Polycythemia vera (PV) is a hemotologic disease. Majority of persons with PV, essential thrombocythemia and primary myelofibrosis show the Janus kinase (JAK) 2 gene– which is needed for the normal development of blood cells. PV is generally controlled with medication: hydroxyurea or pipobroman. Phlebotomy is the mainstay of therapy for PV. Association between hyperparathyroidism and PV has been very sparingly considered. Primary hyperparathyroidism may produce a growth factor, which induces pancytosis, especially in the presence of high levels of ionized calcium. It is found that parathyroid hormone levels (PTH) could influence hemopoiesis through a direct action on hemopoietic precursors. A 52-year-old female presented with complaints of fever associated with headache and generalized weakness.

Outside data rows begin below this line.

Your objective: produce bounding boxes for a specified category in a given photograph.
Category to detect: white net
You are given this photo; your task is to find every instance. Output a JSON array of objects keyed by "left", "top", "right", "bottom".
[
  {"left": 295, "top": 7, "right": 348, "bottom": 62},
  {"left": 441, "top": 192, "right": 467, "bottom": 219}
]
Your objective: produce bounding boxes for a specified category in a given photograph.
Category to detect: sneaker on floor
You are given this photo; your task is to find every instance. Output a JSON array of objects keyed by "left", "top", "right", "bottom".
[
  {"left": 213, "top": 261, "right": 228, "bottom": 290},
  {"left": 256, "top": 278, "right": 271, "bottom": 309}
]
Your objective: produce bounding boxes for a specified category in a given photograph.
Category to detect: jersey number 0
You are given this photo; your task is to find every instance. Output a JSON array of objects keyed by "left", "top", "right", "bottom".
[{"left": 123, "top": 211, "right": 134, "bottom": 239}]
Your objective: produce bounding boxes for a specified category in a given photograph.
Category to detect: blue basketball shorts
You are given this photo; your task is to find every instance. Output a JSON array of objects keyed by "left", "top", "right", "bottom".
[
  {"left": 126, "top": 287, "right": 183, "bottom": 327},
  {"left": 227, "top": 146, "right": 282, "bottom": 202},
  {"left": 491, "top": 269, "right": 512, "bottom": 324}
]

On evaluation, her hemoglobin value was found to be high (Hb– 18.8 g/dl) with leukocytosis. She was evaluated for polycythemia, which showed JAK-2 mutation positivity. She was started on Enteric Coated Aspirin. She was managed initially with twice-weekly venesection to keep packed cell volume <45. It was observed that she was having very high PTH– 569.9 pg/ml and low Vitamin D levels– 8.41 mg/ml. She underwent a Technetium 99M Sestamibi Scan (TcMIBI), which showed a large adenoma involving the left inferior parathyroid gland. She was taken up for endoscopic parathyroid removal through the left axillo-breast approach. Intraoperatively, PTH value had dropped from 569.9 pg/ml to 62 pg/ml. Hemoglobin level decreased to normalcy by the 2nd week of surgery without any medication or venesection. Patients with polycythemia must be screened for hyperparathyroidism. Early treatment of hyperparathyroidism by parathyroid removal will take care of polycythemia as well. Endoscopic parathyroidectomy is very feasible, safe, and well accepted by patients.